Shoplifting being taken serious by prosecuters www.privateofficer.com
Cowlitz County WA Nov 29 2010 The holiday shopping — and shoplifting — season officially begins today.
Would-be shoplifters beware: Although the majority of Cowlitz County shoplifting cases still are prosecuted as third-degree theft, a misdemeanor, a growing number are being prosecuted as a felony. This trend is the result of national push for tougher laws aimed at organized retail crime, and it can mean lengthy prison sentences for what may sometimes be regarded as petty crime.
Nationally, retailers estimate they lose $15 billion to $30 billion a year to theft, and in 2006 the Washington Legislature moved against what it called “bold, violent and extremely organized” shoplifting.
Lawmakers made it permissible to charge someone with “organized retail theft”— a felony — for shoplifting with an accomplice, stealing at least $750 in goods from two or more stores within six months or possessing at least $750 worth of stolen retail items with an accomplice. The Legislature also made it a felony to shoplift three or more stores within six months, trying to thwart security systems or leaving by an emergency exit.

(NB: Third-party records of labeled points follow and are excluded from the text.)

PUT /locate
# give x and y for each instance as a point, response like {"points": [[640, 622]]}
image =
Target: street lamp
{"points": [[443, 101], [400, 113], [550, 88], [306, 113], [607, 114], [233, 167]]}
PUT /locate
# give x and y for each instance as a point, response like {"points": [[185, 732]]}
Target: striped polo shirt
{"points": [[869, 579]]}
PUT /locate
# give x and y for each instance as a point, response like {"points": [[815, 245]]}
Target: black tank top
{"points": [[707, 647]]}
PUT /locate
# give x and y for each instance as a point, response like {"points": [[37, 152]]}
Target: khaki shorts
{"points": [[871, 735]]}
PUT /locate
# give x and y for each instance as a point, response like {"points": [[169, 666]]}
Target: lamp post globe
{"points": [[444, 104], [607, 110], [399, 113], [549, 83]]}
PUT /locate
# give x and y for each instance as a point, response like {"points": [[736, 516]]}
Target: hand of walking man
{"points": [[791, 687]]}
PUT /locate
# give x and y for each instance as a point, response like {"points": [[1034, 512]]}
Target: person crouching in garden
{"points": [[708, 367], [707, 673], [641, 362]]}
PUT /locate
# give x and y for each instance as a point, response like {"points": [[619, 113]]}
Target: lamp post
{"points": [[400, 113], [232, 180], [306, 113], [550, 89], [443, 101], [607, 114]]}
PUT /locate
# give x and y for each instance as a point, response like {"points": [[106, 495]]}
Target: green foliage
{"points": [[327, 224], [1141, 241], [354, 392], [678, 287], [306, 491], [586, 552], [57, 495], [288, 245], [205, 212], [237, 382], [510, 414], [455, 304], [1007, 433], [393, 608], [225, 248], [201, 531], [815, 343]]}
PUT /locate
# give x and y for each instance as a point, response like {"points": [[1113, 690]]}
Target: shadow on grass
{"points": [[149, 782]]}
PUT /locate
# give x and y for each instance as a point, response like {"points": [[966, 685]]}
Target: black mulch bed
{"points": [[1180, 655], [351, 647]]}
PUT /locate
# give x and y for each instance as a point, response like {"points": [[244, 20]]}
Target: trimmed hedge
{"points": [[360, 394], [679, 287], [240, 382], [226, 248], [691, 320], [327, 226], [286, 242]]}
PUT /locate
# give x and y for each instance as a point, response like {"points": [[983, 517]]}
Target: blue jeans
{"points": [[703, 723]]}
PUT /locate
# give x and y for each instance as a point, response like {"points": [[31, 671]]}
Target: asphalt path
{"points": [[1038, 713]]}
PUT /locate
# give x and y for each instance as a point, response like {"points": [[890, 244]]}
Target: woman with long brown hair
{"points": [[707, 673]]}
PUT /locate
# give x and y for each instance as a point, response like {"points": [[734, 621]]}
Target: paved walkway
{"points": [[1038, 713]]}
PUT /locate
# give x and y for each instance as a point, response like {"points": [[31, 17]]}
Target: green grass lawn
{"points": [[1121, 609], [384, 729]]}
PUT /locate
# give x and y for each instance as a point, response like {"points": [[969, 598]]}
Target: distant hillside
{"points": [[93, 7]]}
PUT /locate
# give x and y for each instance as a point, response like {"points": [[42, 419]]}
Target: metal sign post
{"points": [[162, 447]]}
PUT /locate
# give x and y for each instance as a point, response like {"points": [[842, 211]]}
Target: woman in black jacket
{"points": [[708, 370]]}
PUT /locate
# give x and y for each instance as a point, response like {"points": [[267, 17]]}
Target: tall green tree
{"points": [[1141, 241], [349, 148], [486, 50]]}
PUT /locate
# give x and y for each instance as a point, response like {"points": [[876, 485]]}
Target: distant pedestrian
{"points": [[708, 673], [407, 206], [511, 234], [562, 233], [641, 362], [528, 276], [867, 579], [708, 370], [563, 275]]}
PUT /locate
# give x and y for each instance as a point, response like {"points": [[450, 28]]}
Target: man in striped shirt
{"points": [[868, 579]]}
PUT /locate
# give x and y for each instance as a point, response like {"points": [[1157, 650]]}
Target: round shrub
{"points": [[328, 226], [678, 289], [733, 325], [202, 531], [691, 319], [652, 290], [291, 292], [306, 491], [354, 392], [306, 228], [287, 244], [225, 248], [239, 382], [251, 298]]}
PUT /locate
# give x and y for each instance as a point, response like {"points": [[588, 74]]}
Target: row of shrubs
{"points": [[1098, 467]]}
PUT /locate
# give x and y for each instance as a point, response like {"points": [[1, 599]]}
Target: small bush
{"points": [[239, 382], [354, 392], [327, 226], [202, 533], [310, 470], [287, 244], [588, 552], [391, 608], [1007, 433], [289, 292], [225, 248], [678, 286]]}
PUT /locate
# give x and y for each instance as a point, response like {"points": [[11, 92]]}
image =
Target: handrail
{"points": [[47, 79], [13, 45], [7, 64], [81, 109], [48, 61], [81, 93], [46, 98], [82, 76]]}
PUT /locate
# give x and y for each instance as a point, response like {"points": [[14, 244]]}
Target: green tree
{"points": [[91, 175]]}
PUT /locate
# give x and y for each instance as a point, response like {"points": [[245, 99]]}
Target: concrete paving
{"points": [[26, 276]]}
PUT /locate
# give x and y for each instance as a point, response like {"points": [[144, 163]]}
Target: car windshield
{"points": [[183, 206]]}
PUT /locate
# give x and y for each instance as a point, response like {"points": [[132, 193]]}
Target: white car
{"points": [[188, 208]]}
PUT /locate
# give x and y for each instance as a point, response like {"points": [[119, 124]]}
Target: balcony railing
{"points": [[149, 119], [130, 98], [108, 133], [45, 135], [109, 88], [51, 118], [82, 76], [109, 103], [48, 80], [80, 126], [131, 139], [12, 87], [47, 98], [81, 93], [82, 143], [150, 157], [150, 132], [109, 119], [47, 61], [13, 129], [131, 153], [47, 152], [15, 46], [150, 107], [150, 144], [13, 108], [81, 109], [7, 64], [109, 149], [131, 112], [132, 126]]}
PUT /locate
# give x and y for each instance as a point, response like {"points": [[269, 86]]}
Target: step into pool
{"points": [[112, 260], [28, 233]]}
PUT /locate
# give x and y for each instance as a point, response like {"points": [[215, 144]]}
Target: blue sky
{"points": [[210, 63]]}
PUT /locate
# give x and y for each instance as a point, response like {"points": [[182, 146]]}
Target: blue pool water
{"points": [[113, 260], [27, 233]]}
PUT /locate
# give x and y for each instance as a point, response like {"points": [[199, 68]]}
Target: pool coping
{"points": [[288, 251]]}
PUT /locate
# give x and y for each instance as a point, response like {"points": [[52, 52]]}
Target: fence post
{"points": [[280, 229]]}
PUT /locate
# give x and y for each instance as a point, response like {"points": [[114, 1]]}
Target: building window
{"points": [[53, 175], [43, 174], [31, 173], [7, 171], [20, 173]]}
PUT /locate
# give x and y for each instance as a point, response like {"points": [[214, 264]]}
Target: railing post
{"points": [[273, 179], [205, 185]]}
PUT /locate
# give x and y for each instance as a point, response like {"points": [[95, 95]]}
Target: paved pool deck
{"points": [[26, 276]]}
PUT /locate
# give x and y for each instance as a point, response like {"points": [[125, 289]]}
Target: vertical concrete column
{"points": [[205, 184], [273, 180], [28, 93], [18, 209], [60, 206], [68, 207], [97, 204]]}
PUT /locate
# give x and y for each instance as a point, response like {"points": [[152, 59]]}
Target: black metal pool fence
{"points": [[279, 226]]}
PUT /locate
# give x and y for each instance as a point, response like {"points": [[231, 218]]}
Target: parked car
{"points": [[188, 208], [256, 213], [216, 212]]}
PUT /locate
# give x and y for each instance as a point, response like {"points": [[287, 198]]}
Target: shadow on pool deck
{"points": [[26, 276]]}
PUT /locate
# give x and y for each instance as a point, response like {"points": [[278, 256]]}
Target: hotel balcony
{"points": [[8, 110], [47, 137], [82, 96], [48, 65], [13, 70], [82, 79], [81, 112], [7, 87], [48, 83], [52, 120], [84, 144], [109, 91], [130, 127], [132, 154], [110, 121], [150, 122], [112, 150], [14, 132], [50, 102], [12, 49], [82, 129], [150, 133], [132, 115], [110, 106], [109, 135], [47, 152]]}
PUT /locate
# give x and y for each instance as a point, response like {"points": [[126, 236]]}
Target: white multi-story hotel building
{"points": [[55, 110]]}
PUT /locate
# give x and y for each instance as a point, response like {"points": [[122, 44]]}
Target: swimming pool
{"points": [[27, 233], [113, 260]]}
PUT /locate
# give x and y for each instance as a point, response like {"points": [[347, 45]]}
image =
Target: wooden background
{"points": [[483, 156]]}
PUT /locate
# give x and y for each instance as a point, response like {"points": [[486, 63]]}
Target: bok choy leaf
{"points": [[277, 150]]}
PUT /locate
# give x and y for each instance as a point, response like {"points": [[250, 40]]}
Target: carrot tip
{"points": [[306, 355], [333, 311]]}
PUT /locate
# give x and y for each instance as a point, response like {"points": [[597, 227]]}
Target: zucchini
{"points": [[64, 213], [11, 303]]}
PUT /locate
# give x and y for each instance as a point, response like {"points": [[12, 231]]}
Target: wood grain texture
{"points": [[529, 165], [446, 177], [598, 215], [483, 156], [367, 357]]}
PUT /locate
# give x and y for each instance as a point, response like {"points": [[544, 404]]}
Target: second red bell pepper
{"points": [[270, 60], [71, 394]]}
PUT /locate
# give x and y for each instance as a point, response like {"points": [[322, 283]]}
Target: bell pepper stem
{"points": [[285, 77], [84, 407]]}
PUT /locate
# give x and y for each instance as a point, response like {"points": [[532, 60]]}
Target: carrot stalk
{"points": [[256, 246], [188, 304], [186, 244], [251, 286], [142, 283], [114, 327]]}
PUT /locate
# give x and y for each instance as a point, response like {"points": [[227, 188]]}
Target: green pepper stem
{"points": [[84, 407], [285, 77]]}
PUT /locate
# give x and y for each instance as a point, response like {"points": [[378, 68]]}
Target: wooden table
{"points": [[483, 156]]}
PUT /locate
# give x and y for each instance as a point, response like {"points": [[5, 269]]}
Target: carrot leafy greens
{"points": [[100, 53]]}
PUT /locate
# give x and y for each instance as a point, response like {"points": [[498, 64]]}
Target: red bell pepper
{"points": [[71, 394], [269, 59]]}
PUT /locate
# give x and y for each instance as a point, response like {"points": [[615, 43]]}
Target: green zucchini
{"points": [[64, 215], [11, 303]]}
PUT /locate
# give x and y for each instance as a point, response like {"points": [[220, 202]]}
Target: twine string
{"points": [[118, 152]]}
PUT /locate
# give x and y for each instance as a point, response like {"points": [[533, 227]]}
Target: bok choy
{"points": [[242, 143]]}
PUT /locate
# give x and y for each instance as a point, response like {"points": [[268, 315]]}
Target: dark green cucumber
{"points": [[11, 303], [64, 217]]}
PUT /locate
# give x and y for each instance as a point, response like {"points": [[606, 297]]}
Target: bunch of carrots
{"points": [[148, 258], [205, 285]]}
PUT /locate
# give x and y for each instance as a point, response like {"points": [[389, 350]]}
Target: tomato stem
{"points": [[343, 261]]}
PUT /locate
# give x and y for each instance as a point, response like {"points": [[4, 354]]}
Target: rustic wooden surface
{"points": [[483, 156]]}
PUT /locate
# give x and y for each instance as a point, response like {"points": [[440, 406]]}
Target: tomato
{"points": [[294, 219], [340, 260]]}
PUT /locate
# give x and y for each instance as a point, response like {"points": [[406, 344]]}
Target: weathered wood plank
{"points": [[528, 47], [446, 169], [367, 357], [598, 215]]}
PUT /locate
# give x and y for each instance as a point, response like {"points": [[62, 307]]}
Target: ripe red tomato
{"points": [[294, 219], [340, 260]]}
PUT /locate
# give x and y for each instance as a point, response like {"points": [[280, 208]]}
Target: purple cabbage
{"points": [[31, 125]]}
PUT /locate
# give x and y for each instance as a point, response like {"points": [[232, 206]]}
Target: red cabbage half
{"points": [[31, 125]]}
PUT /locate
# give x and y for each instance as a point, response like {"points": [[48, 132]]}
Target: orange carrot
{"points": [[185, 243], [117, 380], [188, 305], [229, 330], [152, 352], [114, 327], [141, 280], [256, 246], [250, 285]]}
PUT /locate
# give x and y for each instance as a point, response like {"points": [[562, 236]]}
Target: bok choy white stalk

Since 2006, such crimes can be charged as “retail theft with extenuating circumstances.”
“The Legislature gave us a bigger hammer, basically,” Cowlitz County Chief Deputy Prosecutor Michelle Shaffer said last week. “This allows us to get the worst of the offenders, the repeat offenders, the people who rove in shoplifting gangs and hit a bunch of stores over the course of several days or months.”
Suspects like David Eurich — if authorities can ever catch him again.
In the first half of 2007, Eurich acquired a notorious reputation among Longview merchants and police. Between Jan. 26 and July 6, police repeatedly arrested the Kelso-area transient on suspicion of shoplifting from Fred Meyer (twice), Ross, WinCo, Bob’s Sporting Goods, Your Market Place and the 15th Avenue Safeway. Police said he faked a seizure every time to avoid being taken to jail.
The Cowlitz County Prosecutor’s Office charged Eurich, 39, with a barrage of felonies and misdemeanors, including three counts of retail theft with extenuating circumstances and two counts of second-degree burglary.
Eurich disappeared after the July 2007 arrest and has never gone to trial on the charges. Two bench warrants are outstanding for his arrest.
Despite dramatic cases like Eurich’s, local defense attorneys question whether prosecutors are too quick to charge shoplifters with felonies.
“A lot of cases could be better handled as misdemeanors,” said defense attorney John Hays, noting that it costs taxpayers more to prosecute and punish felons.
He said it wasn’t the Legislature’s intent “to give enhanced punishment to a drug addict who shoplifts a $20 item at Penney’s, then goes to Sears and shoplifts a $20 item, then goes to the Bon and shoplifts a $20 item.”
Most of the shoplifting suspects charged with felonies in Cowlitz have been accused of shoplifting at multiple stores or clipping off security tags. Penalties have varied, with some defendants getting the same sentence they would have gotten for misdemeanor theft. A cluster of recent felony shoplifting convictions, for example, resulted in jail sentences ranging from 15 days to a month.
The difference, though, is that those people now get felonies on their records instead of misdemeanors.
Merchants keep watch
So far, the threat of felony-level sentences hasn’t seemed to reduced shoplifting, according to small retailers like Jim Springer, co-owner of Toys and Treasures at Kelso’s Three Rivers Mall.
“As far as pursuing people who shoplift, whether under the old law or the new law, I’m the kind of person who feels you should make an example of everybody who steals,” Springer said. “We can’t let these people feel they can get away with it.”
“I can’t figure out why anybody would want to steal, especially with the stricter laws against stealing,” said Scott Pollard, manager of Lighthouse Gifts at the mall. “When you steal, it hurts the merchants enough to raise their prices.”
Shoplifting rates have remained steady despite the recession. Police and retailers say the hard times aren’t driving people to thievery.
“We don’t see a correlation between socioeconomic status and the rate of theft,” said Kelso Police Capt. Darr Kirk. “Just because somebody is poorer than someone else doesn’t mean they’re more likely to steal.”
Erna Surls, area supervisor for six Hickory Farms stores, agreed that the people who are in need are not the ones doing the stealing.
“It’s the addicts,” she said. “They’re addicted to drugs or they’re addicted to shoplifting.”
With the law having minimal effect, the best safeguards for merchants are extra surveillance cameras and security guards or – in the case of smaller merchants such as Springer- cheaper and more novel measures. He use mirrors on the ceiling, additional customer service and life-size cardboard cutouts that give customers the odd sensation they’re being watched.
“We have so many eyes in here,” Springer said.